In other words, this isn’t just a story about a perhaps-unwell professor and her victim. It’s a story about campus activism and, depending on your point of view, its promises or pathologies. Del Valle was much beloved by her undergraduate and graduate students. She seems to have been a wonderful teacher. It’s unsurprising that her students would have trouble processing the painful facts the university’s investigations revealed about her. Attempts to protect her from adverse employment consequences might seem noble, or at least understandable. Less understandable is the insistence, in the face of all evidence, that del Valle is the real victim here, sacrificed to a system of racialized injustice thought to infect every aspect of university operations. An open letter from supporters put it this way: Berkeley “needs to start treating our Latinx professors with respect.” Del Valle herself has encouraged that interpretation: “I don’t want UC Berkeley to think that they can do this to a minority woman in order to protect a white, senior professor. It’s not acceptable.”
Students’ immediate recourse to militant protest tactics such as the hunger strike over what is an unpleasant but essentially nonpolitical HR matter reflects, perhaps, a newly dominant culture of activism, one which has achieved a degree of unprecedented autonomy. Radical action has become the default manner of responding to anything students feel unhappy about — or at least, it has come to feel like a highly available option.
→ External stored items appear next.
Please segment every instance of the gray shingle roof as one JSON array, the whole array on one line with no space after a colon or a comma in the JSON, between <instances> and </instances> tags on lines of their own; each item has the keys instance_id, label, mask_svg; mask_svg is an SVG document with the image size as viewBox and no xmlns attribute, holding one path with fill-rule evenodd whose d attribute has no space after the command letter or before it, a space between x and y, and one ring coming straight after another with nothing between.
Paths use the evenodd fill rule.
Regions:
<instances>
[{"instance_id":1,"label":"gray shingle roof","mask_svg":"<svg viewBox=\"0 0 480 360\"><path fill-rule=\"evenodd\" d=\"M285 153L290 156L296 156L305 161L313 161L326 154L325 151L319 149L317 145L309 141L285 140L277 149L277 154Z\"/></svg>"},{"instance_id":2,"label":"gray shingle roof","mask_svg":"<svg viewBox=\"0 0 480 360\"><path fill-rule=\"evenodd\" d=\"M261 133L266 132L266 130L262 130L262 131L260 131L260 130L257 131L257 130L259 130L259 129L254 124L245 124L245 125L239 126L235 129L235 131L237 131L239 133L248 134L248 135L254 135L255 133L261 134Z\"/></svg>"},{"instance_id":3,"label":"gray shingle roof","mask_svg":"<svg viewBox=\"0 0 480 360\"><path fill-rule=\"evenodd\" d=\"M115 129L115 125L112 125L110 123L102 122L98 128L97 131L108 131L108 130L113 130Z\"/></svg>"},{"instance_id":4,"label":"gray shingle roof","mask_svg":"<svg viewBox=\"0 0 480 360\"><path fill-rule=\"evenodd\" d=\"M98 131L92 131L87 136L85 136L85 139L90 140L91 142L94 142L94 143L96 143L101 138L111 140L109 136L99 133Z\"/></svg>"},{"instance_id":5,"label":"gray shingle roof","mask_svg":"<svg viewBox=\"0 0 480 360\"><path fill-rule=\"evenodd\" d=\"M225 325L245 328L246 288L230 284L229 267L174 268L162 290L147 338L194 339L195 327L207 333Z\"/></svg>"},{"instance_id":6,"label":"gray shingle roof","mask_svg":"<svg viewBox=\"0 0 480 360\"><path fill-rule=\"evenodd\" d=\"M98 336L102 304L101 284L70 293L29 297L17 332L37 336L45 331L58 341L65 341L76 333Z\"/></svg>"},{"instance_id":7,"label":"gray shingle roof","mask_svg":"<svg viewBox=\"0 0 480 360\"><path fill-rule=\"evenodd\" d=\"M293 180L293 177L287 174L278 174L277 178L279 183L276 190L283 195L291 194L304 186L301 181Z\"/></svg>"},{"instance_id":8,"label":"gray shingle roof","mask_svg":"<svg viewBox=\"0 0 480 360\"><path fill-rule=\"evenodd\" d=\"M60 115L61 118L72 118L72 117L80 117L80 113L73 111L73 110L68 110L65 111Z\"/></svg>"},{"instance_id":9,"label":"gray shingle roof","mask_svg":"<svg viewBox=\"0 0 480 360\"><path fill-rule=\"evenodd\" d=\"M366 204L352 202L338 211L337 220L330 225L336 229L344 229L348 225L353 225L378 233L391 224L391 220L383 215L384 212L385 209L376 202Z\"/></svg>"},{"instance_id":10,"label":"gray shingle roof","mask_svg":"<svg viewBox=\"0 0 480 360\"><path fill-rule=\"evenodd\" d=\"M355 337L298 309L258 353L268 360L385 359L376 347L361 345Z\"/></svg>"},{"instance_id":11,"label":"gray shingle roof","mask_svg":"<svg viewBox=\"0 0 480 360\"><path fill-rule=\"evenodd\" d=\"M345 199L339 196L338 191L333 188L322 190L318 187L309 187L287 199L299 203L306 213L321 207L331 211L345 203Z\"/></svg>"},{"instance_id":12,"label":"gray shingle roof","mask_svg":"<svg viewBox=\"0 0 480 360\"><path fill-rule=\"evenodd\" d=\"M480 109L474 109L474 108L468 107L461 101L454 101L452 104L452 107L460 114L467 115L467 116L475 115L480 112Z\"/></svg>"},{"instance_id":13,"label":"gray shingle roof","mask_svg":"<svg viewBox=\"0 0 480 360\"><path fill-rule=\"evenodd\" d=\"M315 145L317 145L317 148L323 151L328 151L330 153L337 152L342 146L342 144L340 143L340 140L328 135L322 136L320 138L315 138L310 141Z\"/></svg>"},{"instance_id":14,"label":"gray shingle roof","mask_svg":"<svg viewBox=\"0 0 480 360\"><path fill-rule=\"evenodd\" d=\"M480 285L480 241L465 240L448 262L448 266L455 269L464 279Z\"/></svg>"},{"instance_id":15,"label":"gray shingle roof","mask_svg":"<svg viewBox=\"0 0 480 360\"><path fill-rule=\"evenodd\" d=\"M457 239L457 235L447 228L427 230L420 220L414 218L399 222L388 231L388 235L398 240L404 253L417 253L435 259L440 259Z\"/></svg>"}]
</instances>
Or, put differently: Militancy attracts in its own right, and students are on the lookout for occasions to practice it.
Of course, skeptical observers of campus protest have long perceived something like this autonomization of activism as an activity for its own sake. In an essay about the campus revolts of the 1960s, the University of Chicago sociologist Edward Shils refers to the “innovation in student radicalism that has occurred in Northwestern Europe and the United States” as a “moral mood,” a certain set toward the world. Some stimuli toward radicalism, Shils acknowledges, are legitimate — he names especially “the war in Vietnam with all its cruelty and its unending ineffectiveness and the menace of conscription into the most individuality-constricting of environments.” But for Shils, Vietnam is the exception that proves the rule: “There are scarcely any other issues … that do not seem contrived by those who are bent on confrontation.”
It would be uncharitable to accuse del Valle’s student supporters of being merely “bent on confrontation.” Their affection for their teacher is valid, and their commitment to her is moving. Still, very few people outside of the hothouse habitat of student activism will feel that a hunger strike is a proportionate response to del Valle’s situation. The intrinsic attractions of militancy in an environment that valorizes activism for its own sake help explain the students’ readiness to go to the wall. In Shils’s acerbic formulation, “It is authority that the radical students wish to confront and affront — and almost any stick will do for the camel.”